Again, this is a preliminary study, a case report on a patient who had otherwise exhausted all treatment options and essentially had nothing to lose. It was a demonstration of relative safety and the potential for efficacy. It is enough to justify a larger study, and we will have to wait for that study to see if the treatment really works. It would then need to be determined how this treatment would be incorporated into the standard of care. For example, is this done to shrink the tumor prior to surgery, or to target what is left behind after surgery, or both? Can it be safely combined with chemotherapy? Are there long-term effects on brain health? What is the net effect on quality of life?

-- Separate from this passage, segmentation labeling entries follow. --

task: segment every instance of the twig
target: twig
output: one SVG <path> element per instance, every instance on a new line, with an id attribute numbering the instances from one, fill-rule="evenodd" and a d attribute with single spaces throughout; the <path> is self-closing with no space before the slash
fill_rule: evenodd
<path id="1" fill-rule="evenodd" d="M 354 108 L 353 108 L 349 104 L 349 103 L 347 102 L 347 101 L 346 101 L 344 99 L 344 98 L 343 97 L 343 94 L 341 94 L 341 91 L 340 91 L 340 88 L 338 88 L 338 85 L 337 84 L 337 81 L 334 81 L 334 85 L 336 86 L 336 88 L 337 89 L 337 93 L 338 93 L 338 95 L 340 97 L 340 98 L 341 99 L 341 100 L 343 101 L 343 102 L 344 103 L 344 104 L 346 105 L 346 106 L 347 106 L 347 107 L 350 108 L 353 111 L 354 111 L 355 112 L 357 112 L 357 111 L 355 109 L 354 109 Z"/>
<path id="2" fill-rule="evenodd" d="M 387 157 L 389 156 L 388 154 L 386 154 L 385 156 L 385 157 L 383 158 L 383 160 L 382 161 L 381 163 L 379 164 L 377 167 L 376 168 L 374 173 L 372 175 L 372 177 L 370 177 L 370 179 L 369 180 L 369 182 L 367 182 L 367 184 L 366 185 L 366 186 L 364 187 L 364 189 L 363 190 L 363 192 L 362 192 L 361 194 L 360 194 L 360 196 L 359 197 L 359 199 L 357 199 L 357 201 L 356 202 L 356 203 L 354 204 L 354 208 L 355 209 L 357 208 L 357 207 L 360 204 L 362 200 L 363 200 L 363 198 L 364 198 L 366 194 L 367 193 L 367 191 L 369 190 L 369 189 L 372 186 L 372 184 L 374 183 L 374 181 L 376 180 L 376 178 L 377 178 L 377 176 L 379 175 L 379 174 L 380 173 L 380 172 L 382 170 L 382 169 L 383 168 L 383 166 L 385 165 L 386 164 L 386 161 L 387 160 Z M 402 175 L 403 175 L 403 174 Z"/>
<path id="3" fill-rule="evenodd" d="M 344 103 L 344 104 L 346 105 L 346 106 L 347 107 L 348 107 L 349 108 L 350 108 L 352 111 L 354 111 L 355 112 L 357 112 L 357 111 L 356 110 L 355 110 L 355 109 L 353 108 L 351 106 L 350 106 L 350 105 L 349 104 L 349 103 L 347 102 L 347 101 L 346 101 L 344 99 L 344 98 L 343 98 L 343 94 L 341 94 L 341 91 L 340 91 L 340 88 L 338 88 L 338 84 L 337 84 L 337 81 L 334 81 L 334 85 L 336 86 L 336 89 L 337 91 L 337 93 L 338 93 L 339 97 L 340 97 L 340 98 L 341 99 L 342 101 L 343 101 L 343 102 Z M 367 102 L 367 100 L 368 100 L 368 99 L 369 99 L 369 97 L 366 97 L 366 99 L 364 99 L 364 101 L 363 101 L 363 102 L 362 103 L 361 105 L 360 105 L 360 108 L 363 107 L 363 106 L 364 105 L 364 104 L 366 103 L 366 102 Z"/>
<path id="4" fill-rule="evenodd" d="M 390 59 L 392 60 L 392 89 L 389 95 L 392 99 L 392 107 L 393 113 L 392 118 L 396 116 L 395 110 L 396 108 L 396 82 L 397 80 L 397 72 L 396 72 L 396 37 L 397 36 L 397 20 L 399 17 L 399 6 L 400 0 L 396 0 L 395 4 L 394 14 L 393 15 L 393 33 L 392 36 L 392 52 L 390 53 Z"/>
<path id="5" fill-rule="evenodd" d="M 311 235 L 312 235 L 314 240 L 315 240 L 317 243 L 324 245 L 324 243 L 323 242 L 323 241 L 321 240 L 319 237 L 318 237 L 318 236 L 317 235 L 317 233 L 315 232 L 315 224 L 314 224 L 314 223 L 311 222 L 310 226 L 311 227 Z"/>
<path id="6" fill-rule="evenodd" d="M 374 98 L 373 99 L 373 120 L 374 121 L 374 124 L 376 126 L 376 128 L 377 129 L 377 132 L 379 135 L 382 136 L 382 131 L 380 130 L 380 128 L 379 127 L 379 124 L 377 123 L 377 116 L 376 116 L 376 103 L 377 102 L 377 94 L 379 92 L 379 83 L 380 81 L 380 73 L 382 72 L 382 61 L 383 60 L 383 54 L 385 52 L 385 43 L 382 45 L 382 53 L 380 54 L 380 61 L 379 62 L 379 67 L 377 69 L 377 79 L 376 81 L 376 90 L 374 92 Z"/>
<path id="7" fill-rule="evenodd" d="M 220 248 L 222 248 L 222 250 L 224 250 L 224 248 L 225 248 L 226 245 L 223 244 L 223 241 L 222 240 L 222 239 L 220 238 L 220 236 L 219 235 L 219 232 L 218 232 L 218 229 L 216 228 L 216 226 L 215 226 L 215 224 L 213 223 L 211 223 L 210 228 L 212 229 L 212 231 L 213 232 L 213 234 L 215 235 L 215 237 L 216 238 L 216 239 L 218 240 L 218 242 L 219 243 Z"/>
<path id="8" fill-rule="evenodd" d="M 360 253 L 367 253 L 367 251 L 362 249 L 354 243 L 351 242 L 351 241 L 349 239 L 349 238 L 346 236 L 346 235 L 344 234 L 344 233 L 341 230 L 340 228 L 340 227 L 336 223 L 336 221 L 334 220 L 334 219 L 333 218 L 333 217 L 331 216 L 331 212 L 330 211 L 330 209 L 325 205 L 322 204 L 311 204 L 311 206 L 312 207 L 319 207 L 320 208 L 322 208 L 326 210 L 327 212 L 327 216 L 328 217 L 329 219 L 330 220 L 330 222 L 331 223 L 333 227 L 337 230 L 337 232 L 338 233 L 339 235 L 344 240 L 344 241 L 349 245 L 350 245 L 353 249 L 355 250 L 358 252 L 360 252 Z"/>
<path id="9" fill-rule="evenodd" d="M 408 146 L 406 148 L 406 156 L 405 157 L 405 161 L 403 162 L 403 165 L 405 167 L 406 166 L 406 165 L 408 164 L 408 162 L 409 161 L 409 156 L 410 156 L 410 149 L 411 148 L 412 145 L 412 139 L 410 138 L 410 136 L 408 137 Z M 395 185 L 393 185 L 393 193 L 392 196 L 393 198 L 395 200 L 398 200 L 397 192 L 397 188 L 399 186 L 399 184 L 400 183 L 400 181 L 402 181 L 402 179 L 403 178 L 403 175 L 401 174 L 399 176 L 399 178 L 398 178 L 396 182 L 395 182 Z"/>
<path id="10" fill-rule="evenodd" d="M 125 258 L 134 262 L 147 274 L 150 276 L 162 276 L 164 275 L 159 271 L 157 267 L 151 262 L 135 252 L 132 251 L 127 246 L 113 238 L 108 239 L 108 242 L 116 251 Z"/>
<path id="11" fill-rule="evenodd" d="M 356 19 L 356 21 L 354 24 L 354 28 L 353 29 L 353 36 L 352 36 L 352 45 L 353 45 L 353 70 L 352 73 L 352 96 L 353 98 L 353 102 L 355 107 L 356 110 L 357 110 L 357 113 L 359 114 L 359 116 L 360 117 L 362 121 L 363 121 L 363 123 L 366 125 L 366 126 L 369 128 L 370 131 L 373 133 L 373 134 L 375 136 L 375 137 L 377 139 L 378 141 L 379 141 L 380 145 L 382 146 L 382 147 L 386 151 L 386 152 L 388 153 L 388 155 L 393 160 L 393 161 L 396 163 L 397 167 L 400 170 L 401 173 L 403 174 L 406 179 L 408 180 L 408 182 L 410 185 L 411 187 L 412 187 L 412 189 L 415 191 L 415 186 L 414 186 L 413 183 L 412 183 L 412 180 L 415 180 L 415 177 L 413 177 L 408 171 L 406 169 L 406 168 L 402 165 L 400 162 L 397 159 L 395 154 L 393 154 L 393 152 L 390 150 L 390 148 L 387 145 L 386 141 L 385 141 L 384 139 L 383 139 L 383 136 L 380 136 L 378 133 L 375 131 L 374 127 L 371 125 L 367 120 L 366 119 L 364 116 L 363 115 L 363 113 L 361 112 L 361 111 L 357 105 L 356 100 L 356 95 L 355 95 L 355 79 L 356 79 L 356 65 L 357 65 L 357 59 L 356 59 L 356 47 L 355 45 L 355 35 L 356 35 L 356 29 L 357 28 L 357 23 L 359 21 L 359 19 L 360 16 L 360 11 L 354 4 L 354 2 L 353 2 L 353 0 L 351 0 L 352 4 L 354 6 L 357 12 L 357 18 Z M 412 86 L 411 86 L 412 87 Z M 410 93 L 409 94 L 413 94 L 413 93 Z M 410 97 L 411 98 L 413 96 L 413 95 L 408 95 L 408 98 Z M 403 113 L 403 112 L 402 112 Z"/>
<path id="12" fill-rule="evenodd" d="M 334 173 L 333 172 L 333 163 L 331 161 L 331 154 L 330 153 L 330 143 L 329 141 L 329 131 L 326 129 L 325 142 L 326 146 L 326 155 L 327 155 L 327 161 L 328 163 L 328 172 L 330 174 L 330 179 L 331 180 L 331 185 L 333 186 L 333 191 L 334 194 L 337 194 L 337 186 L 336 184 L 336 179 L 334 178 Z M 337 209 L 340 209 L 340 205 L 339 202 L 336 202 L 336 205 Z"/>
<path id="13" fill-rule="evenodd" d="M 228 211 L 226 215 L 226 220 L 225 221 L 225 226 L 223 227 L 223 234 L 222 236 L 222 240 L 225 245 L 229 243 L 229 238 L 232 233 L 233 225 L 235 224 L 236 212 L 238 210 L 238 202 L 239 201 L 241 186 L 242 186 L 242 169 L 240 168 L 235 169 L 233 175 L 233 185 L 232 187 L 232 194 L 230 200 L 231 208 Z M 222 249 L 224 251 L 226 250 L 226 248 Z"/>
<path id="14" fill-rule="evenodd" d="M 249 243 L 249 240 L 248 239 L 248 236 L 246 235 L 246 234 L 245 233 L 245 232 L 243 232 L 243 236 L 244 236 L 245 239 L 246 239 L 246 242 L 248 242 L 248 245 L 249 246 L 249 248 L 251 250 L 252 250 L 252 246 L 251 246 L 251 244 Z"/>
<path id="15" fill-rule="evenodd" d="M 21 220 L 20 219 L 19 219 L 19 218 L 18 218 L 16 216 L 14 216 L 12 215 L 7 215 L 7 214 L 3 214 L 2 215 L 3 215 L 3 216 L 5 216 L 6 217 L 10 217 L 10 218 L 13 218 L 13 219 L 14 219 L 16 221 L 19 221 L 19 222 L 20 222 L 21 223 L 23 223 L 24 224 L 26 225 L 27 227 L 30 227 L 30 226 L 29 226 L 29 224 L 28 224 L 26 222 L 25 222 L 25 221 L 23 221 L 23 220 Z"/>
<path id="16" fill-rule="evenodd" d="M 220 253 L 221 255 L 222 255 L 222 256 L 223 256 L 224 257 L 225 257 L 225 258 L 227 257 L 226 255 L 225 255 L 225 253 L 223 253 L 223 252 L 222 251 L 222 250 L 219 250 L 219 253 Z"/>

There was another unrelated study recently dealing with GBM – using CRISPR to target GBM cells and destroy them by cutting up their DNA.  This was done in mice, and will require more safety data before it is tried in humans. But this approach is promising. CRISPR can target the very mutations that make a cell cancerous, and then disable the cell. In the mouse study survival rate was increased by 30%.

Both of these studies are encouraging, but of course we have been here before, and anyone following the GBM research has become at the very least cautious by this point. We have learned to tamp down any premature enthusiasm. But at the least these are two treatments worth following closely.